CONVERSAS PARA QUEM AMA CRIANÇAS – A FORMAÇÃO DO AUTOCONCEITO

Denomina-se “autoconceito” um conjunto de atribuições (ideias, crenças ou pensamentos) que cada pessoa possui sobre si mesma. São reflexões que ocorrem quando, com sinceridade, procuram tanto do ponto de vista físico quanto psicológico responder perguntas como: “Como sou?”, “Quais características me definem como pessoa?”.

O autoconceito constitui um fundamento essencial da saúde emocional, mas não representa característica que nasce com a própria pessoa e, nesse sentido, a ajuda de pais, parentes e amigos e professores é absolutamente essencial, pois se liga de forma muito próxima à autoestima e representa poderosa barreira a elementos que geram o estresse e a ansiedade. Uma criança consciente de suas própria habilidades e limitações cresce e se faz pessoa capaz de superar situações da vida com segurança e serenidade. Por outro lado, conhecer suas limitações, permite aceitar-se e descobrir a felicidade em sua identidade, em sua singularidade exclusiva.

Mas, se o autoconceito não é inato, como ajudar a criança a forma-lo?

A resposta é extremamente simples, mas, os atropelos da vida moderna, sem sempre os fazem exequíveis, razão pela qual tanto pais e mães como outros educadores necessitam sempre e com persistência conversar com a criança, mesmo quanto esta não procura o adulto para estas conversas.

Mas, conversar sobre o quê? Quais assuntos priorizar?

Conversar sobre personagens de ficção extraídos de histórias ou inventados e que são “calmos” e outros “agressivos”, alguns “pacientes” e outros “impacientes”, muitos certamente “corajosos” e outros “medrosos”, levando a criança quase que insensivelmente a se colocar nesses extremos, buscando assim sentir que a calma é muito melhor que a agressividade, que a paciência é uma bela virtude e que ser corajoso, não significa a ousadia do super-herói, mas a valentia de suportar momentos difíceis, remédios amargos ou deixar de fazer que mais se aprecie pelo que é verdadeiramente essencial.

Toda criança, ainda que de forma inconsciente, anseia para que os adultos a percebam por aquilo que dela esperam e, por essa razão, conversas recheadas de historias, conversas breves e carinhosas, conversas pelas quais a criança espera simboliza “tijolos no alicerce da construção” desse autoconceito tão essencial para toda vida. No avesso dessa educação se colocam adultos que com frequência transmitem ideias negativas sobre as crianças que estão ao seu lado, levando-os a incorporação de uma identidade marcada por aspectos negativos.

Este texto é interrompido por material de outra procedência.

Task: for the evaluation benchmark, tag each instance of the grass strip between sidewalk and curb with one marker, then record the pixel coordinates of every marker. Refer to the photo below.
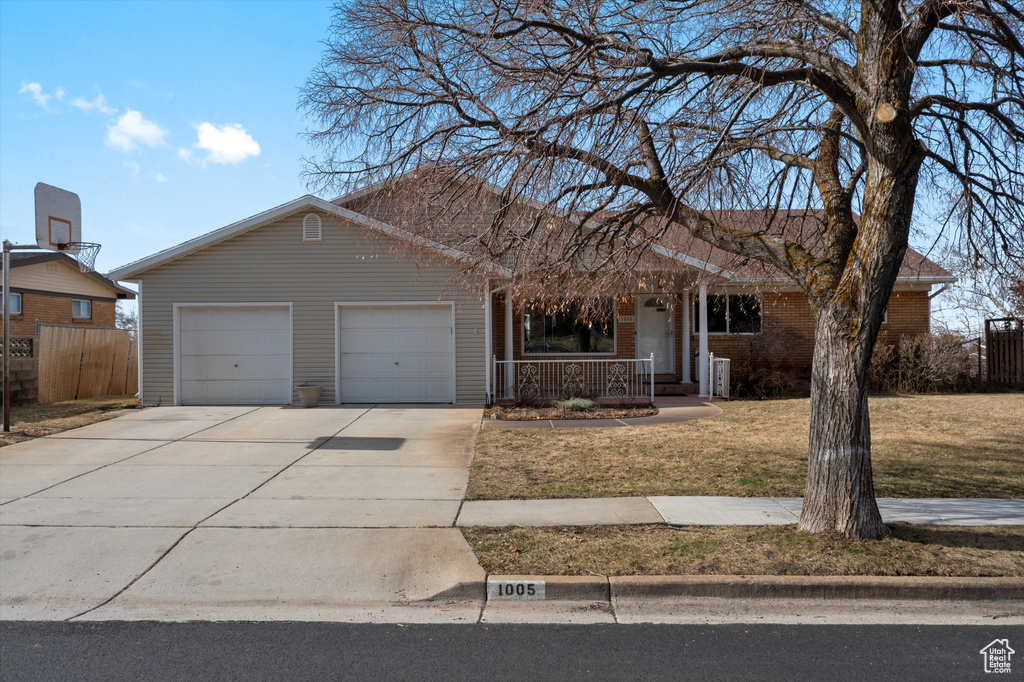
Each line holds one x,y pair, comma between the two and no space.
34,421
660,550
966,445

Antes dos dois anos de idade a criança já costuma acumular experiências de sua interação com o outro e se esta interação desperta prazer e alegria ou, o avesso, da “obrigatoriedade” ou da “chatice”, se sente que é amado ou apenas cuidado, já começa então a delinear em sua formação mental os fundamentos de seu autoconceito.

Já a partir dos dois anos, começa a fazer uso de pronomes pessoais como “eu”, “você”, “meu”, “seu” e outros e com isso já se torna capaz de identificar como ser humano singular e único, portanto diferente de seus pais, mas sua essencial figura de afeto. A partir dessa idade começa mentalmente a descrever-se a si mesmo mediante características externas como “sou menino ou sou menina”, “tenho pele clara ou tenho pele escura”, e, principalmente, “sou bom” ou “sou mau” e outros conceitos sensíveis e fáceis de serem percebidos e que recebem dos adultos que o envolvem. Dos dois aos seis anos começam a observar princípios da consistência de seu autoconceito e vivem assim momento crucial na formação de sua identidade pessoal. É chegada então a hora de mais intensivamente se trabalhar essa preciosa questão na Educação Infantil, no lar e na Escola.